I have a lot of tar and disk image backups, as well as raw photos, that I want to squeeze onto a hard drive for long term offline archival, but I want to make the most of the drive’s capacity so I want to compress them at the highest ratio supported by standard tools. I’ve zeroed out the free space in my disk images so I can save the entire image while only having it take up as much space as there are actual files on them, and raw images in my experience can have their size reduced by a third or even half with max compression (and I would assume it’s lossless since file level compression can regenerate the original file in its entirety?)
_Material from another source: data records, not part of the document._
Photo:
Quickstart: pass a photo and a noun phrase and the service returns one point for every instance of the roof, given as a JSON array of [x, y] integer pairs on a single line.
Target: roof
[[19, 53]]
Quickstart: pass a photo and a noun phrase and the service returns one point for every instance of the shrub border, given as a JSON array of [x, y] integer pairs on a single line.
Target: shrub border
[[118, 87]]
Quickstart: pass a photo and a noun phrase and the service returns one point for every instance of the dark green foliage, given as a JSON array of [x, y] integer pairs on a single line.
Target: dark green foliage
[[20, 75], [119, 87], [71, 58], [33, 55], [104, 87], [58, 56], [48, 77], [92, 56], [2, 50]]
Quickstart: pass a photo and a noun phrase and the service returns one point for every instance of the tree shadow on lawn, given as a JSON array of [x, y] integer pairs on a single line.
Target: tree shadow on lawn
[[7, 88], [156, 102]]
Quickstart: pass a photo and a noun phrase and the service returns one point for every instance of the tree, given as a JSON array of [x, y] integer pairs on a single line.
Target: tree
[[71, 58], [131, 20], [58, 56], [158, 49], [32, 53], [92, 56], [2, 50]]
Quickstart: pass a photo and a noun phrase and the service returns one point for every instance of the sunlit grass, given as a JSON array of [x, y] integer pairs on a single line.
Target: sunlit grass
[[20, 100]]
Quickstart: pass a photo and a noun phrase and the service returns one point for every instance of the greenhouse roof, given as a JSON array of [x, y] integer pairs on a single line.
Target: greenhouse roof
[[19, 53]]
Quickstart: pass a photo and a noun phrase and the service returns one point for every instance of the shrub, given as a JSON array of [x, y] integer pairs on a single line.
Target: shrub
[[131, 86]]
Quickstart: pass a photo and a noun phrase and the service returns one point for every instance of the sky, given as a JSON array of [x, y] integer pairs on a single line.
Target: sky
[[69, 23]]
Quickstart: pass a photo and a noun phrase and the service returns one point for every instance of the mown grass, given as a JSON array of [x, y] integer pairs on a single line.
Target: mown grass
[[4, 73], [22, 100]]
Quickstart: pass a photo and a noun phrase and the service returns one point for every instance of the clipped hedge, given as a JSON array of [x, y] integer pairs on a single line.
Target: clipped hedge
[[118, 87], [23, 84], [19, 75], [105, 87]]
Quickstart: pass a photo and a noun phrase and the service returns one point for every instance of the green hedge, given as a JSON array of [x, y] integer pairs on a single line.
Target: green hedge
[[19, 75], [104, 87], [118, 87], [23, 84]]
I’ve heard horror stories of compressed files being made completely unextractable by a single corrupted bit but I don’t know how much a risk that still is in 2025, though since I plan to leave the hard drive unplugged for long periods, I want the best chance of recovery if something does go wrong.
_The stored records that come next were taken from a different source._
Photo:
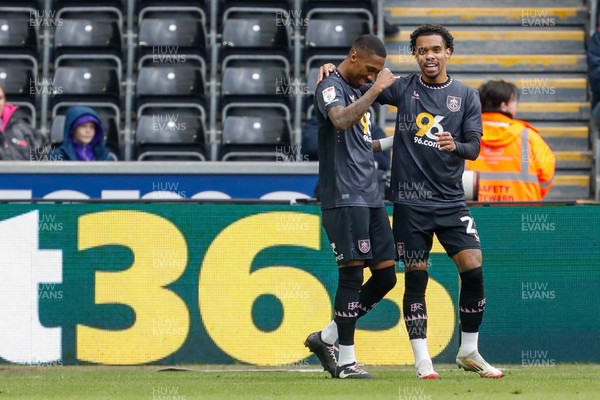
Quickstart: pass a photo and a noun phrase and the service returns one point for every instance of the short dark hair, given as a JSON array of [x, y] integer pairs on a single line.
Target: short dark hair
[[431, 29], [370, 44], [493, 93]]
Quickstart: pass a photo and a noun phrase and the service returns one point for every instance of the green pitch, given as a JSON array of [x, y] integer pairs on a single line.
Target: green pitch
[[239, 382]]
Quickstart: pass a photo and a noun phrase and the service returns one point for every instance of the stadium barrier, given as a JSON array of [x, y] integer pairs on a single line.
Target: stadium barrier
[[126, 284]]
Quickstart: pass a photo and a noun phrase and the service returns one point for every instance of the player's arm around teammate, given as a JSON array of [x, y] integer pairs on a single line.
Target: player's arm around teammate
[[353, 214]]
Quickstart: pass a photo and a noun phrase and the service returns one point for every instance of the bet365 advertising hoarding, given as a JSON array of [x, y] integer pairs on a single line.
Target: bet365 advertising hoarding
[[126, 284]]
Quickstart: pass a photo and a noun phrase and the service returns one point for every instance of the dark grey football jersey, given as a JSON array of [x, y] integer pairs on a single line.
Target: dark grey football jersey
[[421, 173], [347, 172]]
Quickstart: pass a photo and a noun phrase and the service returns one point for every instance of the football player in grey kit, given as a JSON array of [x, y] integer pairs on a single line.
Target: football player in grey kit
[[438, 126], [353, 213]]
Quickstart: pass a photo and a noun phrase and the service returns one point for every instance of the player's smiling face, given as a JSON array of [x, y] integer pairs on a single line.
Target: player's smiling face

I also want the files to be extractable with just the Linux/Unix standard binutils since this is my disaster recovery plan and I want to be able to work with it through a Linux live image without installing any extra packages when my server dies, hence I’m only looking at gz, xz, or bz2.

So out of the three, which is generally considered more stable and corruption resistant when the compression ratio is turned all the way up? Do any of them have the ability to recover from a bit flip or at the very least detect with certainty whether the data is corrupted or not when extracting? Additionally, should I be generating separate checksum files for the original data or do the compressed formats include checksumming themselves?

  • GenderNeutralBro@lemmy.sdf.org
    link
    fedilink
    English
    arrow-up
    8
    ·
    1 month ago

    Generally speaking, xz provides higher compression.

    None of these are well optimized for images. Depending on your image format, you might be better off leaving those files alone or converting them to a more modern format like JPEG-XL. Supposedly JPEG-XL can further compress JPEG files with no additional loss of quality, and it also has an efficient lossless mode.

    Do any of them have the ability to recover from a bit flip or at the very least detect with certainty whether the data is corrupted or not when extracting?

    As far as I know, no common compression algorithms feature built-in error correction, nor does tar. This is something you can do with external tools, instead.

    For validation, you can save a hash of the compressed output. md5 is a bad hashing algorithm but it’s still generally fine (and widely used) for this purpose. SHA256 is much more robust if you are worried about dedicated malicious forgery, and not just random corruption.

    Usually, you’d just put hash files alongside your archive files with appropriate names, so you can manually check them later. Note that this will not provide you with information about which parts of the archive are corrupt, only that it is corrupt.

    For error correction, consider par2. Same idea: you give it a file, and it creates a secondary file that can be used alongside the original for error correction later.

    I also want the files to be extractable with just the Linux/Unix standard binutils

    That is a key advantage of this method. Adding a hash file or par file does not change the basic archive, so you don’t need any special tools to work with it.

    You should also consider your file system and media. Some file systems offer built-in error correction. And some media types are less susceptible to corruption than others, either due to physical durability or to baked-in error correction.